It’s arguably the worst part about writing. It sucks all life out of the piece, makes you feel less confident in your words minute by minute and overall is something you would rather somebody else did for you (and yet something you also wouldn’t entrust to another person, in case they completely tear it apart). I, of course, am talking about that dreaded word—editing.
There’s no other way to say it: editing is the worst. In fact, that’s wrong—editing your own work is the worst (I actually enjoy editing other people’s work, hence why I used to do it for Fanfiction writers). So, to help you learn how to edit your own piece (and exactly why I don’t enjoy it) I’m going to take an old piece of mine and edit it for a blog post. Yay. Okay, let’s get this started, shall we?
So, the piece I’m going to use is one I believe I wrote when I was seventeen. It was a short story but extremely amateurish because of my age when it was written. To give some context: I was much more a poet back then than a fiction writer, meaning there were metaphors abound; I knew the character fairly well as she had been created when I was around ten or eleven; lastly, I have to say that I’m fully aware this is not me at my best, so apologies in advance.

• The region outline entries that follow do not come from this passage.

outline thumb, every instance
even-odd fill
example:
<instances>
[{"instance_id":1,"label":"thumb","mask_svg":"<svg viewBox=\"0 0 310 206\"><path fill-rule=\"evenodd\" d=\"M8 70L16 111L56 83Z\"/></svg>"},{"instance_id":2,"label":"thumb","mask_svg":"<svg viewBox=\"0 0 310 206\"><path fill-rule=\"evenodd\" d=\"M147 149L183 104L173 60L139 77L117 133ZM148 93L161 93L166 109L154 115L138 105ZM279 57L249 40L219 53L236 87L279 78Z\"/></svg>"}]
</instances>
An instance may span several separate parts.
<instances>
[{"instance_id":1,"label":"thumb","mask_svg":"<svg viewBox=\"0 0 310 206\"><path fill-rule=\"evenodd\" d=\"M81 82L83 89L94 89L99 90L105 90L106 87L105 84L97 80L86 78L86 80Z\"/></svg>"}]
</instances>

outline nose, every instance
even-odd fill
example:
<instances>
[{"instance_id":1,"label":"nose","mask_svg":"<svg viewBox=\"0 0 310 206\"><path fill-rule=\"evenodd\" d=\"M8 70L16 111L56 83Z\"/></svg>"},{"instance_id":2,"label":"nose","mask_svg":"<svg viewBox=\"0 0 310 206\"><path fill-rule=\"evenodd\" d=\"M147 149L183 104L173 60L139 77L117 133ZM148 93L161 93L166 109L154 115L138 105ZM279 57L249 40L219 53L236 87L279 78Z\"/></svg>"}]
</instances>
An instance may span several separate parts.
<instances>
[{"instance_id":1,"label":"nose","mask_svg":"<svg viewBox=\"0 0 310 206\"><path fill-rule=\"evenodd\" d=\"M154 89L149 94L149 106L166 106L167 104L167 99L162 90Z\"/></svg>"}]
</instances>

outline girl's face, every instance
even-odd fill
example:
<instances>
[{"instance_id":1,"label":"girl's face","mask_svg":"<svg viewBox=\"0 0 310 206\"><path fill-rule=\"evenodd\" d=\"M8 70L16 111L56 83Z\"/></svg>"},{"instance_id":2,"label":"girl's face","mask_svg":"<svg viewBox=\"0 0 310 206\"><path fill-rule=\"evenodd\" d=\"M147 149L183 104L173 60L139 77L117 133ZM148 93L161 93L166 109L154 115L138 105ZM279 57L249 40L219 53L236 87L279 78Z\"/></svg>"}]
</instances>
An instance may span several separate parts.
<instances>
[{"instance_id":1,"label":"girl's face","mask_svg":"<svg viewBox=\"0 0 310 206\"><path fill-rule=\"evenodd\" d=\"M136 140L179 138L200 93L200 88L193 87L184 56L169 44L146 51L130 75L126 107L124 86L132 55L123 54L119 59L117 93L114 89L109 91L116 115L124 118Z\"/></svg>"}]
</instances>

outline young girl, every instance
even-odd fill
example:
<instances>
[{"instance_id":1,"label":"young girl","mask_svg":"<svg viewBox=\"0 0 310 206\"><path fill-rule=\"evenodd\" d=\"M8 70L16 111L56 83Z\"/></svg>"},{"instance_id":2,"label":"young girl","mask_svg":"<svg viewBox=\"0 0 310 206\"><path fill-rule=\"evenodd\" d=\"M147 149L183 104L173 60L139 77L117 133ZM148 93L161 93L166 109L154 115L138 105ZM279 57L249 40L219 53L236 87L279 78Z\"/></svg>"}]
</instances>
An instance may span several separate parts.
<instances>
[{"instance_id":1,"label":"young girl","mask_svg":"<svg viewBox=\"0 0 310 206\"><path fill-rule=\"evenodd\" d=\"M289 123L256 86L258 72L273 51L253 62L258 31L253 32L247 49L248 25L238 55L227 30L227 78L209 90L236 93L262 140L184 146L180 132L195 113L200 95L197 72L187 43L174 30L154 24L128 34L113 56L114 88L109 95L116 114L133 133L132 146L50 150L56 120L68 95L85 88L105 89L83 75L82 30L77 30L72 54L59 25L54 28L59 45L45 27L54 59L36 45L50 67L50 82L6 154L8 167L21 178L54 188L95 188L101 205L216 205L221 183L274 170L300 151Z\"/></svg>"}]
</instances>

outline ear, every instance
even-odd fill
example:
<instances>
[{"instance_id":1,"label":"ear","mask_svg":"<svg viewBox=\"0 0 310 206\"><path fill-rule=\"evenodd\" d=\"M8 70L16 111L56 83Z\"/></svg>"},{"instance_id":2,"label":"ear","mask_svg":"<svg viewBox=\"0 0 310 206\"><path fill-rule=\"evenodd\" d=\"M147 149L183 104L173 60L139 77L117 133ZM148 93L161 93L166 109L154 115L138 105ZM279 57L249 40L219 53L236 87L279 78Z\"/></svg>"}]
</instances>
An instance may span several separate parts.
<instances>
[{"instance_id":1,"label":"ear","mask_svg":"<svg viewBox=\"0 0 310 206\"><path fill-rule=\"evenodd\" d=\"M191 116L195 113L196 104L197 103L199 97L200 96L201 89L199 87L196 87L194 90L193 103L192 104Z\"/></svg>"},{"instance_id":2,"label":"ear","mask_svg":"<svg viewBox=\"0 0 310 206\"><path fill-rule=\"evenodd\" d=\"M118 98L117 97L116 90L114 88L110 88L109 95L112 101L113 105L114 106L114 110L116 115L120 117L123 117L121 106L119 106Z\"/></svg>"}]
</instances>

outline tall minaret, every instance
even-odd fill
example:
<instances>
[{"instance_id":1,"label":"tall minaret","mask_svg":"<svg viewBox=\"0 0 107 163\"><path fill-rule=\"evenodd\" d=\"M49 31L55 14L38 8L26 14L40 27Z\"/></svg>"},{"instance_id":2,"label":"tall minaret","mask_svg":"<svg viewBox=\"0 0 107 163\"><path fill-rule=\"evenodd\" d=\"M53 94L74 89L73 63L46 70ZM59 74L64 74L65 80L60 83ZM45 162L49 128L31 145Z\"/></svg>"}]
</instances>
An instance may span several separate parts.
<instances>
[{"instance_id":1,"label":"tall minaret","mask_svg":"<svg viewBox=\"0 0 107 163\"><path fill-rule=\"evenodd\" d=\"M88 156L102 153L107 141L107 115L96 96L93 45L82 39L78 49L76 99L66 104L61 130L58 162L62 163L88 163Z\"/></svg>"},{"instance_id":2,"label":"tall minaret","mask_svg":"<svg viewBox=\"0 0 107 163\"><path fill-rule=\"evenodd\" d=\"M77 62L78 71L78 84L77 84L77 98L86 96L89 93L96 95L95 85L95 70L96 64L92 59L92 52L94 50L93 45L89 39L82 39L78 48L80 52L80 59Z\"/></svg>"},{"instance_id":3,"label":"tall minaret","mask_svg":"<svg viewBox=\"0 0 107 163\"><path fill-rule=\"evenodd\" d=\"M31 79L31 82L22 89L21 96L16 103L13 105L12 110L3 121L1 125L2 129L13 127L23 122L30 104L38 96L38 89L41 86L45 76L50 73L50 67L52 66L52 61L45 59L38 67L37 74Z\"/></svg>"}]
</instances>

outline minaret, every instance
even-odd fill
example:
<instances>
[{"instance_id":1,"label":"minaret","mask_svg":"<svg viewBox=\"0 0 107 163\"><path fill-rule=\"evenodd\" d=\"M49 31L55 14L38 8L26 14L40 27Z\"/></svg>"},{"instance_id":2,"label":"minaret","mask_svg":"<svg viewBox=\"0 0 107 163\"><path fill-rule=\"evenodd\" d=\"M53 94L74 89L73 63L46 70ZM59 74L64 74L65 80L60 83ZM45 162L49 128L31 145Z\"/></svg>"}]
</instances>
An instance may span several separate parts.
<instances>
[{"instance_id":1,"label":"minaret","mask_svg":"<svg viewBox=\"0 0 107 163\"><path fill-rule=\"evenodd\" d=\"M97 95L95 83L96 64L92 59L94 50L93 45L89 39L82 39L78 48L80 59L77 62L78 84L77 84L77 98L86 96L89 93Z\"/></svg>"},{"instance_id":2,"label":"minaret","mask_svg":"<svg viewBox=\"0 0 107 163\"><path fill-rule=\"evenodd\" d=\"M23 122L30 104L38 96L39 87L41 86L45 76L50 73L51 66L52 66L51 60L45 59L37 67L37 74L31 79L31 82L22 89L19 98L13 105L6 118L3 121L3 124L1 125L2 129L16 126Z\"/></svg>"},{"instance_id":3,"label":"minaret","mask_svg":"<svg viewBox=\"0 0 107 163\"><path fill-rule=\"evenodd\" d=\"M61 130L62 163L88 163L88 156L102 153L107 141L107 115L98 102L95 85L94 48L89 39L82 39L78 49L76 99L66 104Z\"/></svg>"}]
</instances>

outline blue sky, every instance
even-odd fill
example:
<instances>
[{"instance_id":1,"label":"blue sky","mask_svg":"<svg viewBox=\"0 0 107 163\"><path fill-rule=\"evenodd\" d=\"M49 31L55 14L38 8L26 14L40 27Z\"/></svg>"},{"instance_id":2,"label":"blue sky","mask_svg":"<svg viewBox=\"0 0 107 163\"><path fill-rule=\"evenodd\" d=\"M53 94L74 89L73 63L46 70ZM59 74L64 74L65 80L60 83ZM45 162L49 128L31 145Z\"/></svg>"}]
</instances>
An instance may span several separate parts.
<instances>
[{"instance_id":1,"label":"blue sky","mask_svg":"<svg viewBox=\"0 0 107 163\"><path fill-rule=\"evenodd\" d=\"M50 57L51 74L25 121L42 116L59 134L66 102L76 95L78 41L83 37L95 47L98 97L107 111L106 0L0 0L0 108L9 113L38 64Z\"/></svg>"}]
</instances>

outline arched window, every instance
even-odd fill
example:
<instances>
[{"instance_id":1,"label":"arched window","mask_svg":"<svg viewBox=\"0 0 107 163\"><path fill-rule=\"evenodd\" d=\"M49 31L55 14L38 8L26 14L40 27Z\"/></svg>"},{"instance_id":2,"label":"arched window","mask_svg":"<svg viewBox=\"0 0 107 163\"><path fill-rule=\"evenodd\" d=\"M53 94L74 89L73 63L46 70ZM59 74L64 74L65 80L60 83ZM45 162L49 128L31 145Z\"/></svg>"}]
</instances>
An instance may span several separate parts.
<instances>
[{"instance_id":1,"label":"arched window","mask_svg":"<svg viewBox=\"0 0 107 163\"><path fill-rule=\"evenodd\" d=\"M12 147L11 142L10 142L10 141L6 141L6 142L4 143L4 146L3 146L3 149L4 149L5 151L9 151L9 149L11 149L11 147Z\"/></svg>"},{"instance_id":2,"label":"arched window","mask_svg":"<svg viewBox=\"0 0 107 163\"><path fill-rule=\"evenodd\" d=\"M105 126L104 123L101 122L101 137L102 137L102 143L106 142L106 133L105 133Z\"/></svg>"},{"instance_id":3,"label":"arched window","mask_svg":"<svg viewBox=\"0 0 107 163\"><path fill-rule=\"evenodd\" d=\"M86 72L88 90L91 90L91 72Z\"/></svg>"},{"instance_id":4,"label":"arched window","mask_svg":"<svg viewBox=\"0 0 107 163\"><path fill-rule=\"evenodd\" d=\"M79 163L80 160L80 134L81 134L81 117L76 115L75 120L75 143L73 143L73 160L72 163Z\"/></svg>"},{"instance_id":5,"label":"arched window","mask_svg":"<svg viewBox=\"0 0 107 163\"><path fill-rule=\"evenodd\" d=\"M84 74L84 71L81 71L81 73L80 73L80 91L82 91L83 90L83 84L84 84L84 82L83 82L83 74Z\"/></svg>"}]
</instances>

For this post, let’s focus on the first paragraph:
‘I am Rebecca and I am a recovering Photoholic.
Ever since I can remember I’ve had a long lasting infatuation with cameras. I never did much with the being on screen myself, but behind it was like a playground my imagination could explore. Everything seemed so much more toned and exciting from the little box on the back of the digital screen than in the reality of it all. I would spend hours on a night editing the footage of the day onto small compact discs or tapes and catalogue them into my ever-expanding filing system.’
The first thing I noticed is that the second paragraph needs to be indented. This, along with many other layout problems, is something that I automatically set before I start writing these days but didn’t know back then.
‘I am Rebecca and I am a recovering Photoholic.
Ever since I can remember I’ve had a long lasting infatuation with cameras. I never did much with the being on screen myself, but behind it was like a playground my imagination could explore. Everything seemed so much more toned and exciting from the little box on the back of the digital screen than in the reality of it all. I would spend hours on a night editing the footage of the day onto small compact discs or tapes and catalogue them into my ever-expanding filing system.’
As you can see from above, I’ve added the indent and actually changed the font and spacing to make it easier to read. Now that I’m happy with the layout, let’s take a look at the words. Okay, so despite the word ‘photoholic’ not being a real one I’m going to count it as a neologism. Knowing this character well enough I would say that she is likely to make up words, as she wouldn’t know the actual word for what she wants to say. However, in the second line, I think it loses something by saying ‘long-lasting infatuation’. She’s only a thirteen year old girl and implies future tense or a longer period than it actually has been. Also, infatuation implies a short-amount of time, whereas she has a continuing obsession with a camera.
Let’s change the line to: ‘Ever since I can remember I’ve had a passionate obsession with cameras’—this then keeps the oxymoron (passion being good and obsession being bad, showing her conflicting feelings) but changes it to what it actually is.
The next line goes back to what I originally said about my being more of a poet than a fiction writer, back when I was seventeen. I have a tendency in old works to use badly worded, almost cringy metaphors to describe things that could be described more simply. So, let’s say it simply, shall we?: ‘I’ve never enjoyed being on camera myself but capturing others’ lives on film inspired my imagination.’
Now that we’ve had three shorter lines in a row, we desperately need a longer line to keep the flow. This means we’ll have to merge the two continuing subjects or add another relevant one in between them.
Reading through it, I’ve actually decided on a third option: I’m going to delete the fourth line completely, which is redundant and doesn’t add anything new to the piece, and move straight onto the longer fifth line. This paragraph now reads:
‘I am Rebecca and I am a recovering Photoholic.
Ever since I can remember I’ve had a passionate obsession with cameras. I never enjoyed being on camera myself but capturing others’ lives on film inspired my imagination. I would spend hours on a night editing the footage of the day onto small compact discs or tapes and catalogue them into my ever-expanding filing system.’
Now, you see why it takes so long? And why it’s so heart-breaking, especially when the piece is more recent than this one? You end up deleting words/lines/paragraphs/even entire chapters, changing words, researching new words or meanings of some words—it takes a lot of effort and a lot of it you have to be harsh with and ask yourself: Is this important? Do I need this?
I used to simply delete them completely but discovered this was counterproductive. I highly recommend to you to have a document ready to cut and paste all of these ‘deleted’ lines etc. into. Whilst they don’t work in the piece you’re editing they may work somewhere else, or they may even inspire a new piece.
In fact, as a fun exercise (and to cheer yourself up after all of your hard ripping apart) take one of these sentences and write an entirely new piece around it. What do you end up with?
Thank you for reading and I hope you make it through your own editing.